Tura (   , , ) was the primary quarry for limestone in ancient Egypt. The site, which was known by the ancient Egyptians as Troyu or Royu, is located about halfway between modern-day Cairo and Helwan. Its  ancient Egyptian name was misinterpreted by the ancient Greek geographer Strabo, who thought it meant it was inhabited by Trojans, thus the Hellenistic city was named Troia. The site is located by the modern town of Tora in the Cairo Governorate.

Ancient mining town

The limestone from Tura was the finest and whitest of all the Egyptian quarries, so it was used for facing stones for the richest tombs, as well as for the floors and ceilings of mastabas, which were otherwise made of mudbrick. It was used during the Old Kingdom and was the source of the limestone used for the "Rhomboidal Pyramid" or Bent Pyramid of Sneferu, the Great Pyramid of Khufu, the sarcophagi of many Old Kingdom nobles, the pyramids of the Middle Kingdom, and certain temples of the New Kingdom built by at least Ahmose I, who may have used Tura limestone to begin the temple of Ptah at Memphis and the Southern Harem of Amun at Thebes.
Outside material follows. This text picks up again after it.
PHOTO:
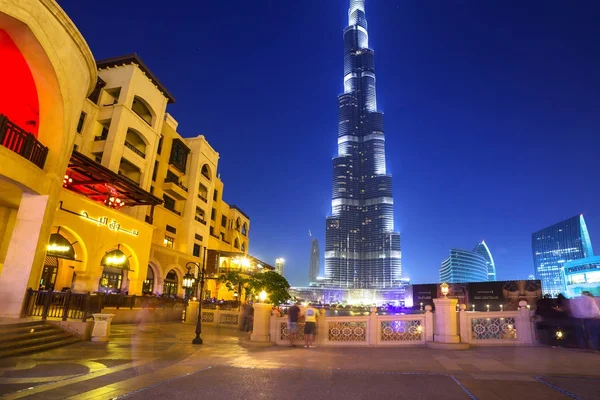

The Tura limestone was deep underground and instead of open-pit mining, the miners tunneled deep underground to cut large stones out, leaving some limestone behind to support the caverns left behind.   These tunnels were surveyed by British Forces in 1941, and in quarry 35, workmen found many loose quires from books by Origen and Didymus the Blind, two Alexandrian Church Fathers. The workers who found them stole them, and although some were seized by the authorities, most are still missing, and turn up on the antiquities market from time to time. It is believed that some of the original books could have been up to 480 pages.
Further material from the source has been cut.